Agujetas Cantaor

Réalisatrice Œuvres Realisées

La souffrance et la solitude, il les atténue par l’insolence.
C’est elle qui le fait tenir, c’est elle qui lui donne, envers et contre tout, cette joie impertinente, qui les agace, leur devient parfois odieuse. Il crie sa vérité, et le plus étonnant c’est qu’elle est cohérente avec sa vie: c’est inouï, ça, cette indépendance. Il a le devoir de cette vérité, il faut bien qu’il y ait quelqu’un pour dire cette vérité, mais elle le rend détestable.
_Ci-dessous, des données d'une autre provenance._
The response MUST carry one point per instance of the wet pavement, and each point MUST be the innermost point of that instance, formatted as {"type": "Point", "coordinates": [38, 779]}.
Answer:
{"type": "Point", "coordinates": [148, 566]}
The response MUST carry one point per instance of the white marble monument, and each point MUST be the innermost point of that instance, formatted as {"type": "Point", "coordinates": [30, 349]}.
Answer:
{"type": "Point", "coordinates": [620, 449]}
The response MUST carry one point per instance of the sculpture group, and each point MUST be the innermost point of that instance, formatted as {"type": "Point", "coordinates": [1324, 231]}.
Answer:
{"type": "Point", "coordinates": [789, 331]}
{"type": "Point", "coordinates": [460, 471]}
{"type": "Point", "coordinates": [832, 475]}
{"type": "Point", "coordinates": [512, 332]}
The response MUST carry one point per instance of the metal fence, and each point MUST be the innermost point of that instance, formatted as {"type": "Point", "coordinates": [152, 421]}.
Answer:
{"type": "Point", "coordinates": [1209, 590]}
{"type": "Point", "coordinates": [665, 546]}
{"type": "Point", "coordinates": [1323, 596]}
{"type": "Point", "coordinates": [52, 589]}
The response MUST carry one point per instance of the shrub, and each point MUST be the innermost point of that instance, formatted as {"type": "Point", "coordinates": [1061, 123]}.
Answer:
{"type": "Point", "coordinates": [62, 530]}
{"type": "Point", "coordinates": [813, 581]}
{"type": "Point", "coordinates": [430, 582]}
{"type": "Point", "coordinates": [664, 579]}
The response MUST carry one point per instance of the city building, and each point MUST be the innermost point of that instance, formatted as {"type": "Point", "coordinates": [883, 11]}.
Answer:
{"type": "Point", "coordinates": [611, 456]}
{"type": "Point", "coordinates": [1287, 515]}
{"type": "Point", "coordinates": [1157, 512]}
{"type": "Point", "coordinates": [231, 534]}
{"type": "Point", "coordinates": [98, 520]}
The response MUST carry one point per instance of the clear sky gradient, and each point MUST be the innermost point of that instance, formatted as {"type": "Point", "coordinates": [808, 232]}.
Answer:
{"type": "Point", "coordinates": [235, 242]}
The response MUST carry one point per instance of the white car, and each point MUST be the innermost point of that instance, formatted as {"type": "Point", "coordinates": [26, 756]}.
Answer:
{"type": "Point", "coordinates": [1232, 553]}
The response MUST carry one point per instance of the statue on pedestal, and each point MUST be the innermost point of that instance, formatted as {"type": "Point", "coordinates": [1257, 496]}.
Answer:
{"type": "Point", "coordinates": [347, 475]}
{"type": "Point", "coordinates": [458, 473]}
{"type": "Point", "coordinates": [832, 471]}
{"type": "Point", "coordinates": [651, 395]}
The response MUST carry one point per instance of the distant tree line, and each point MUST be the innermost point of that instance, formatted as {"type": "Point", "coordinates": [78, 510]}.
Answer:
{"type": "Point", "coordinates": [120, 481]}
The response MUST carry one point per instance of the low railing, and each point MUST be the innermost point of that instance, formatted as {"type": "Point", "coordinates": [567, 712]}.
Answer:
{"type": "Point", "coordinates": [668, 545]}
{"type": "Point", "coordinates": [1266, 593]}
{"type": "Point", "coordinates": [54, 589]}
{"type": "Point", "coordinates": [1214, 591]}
De toute façon, il n’a plus le choix. Il s’est enfoncé chaque fois plus dans cet absolu, par fidélité à ce qu’il a reçu, car c’est inoubliable, et il sait la valeur exceptionnelle, incomparable, ancestrale de ce chant. Pour lui tout le reste est trahison.

Il ne connait pas de différence entre ce chant et sa manière de vivre, c’est là aussi qu’est sa fidélité, sa force : s’il se mettait à vivre comme tout le monde, il ne pourrait plus chanter avec cette rage, il perdrait la virulence éblouissante de ce chant qui blesse… et soulage.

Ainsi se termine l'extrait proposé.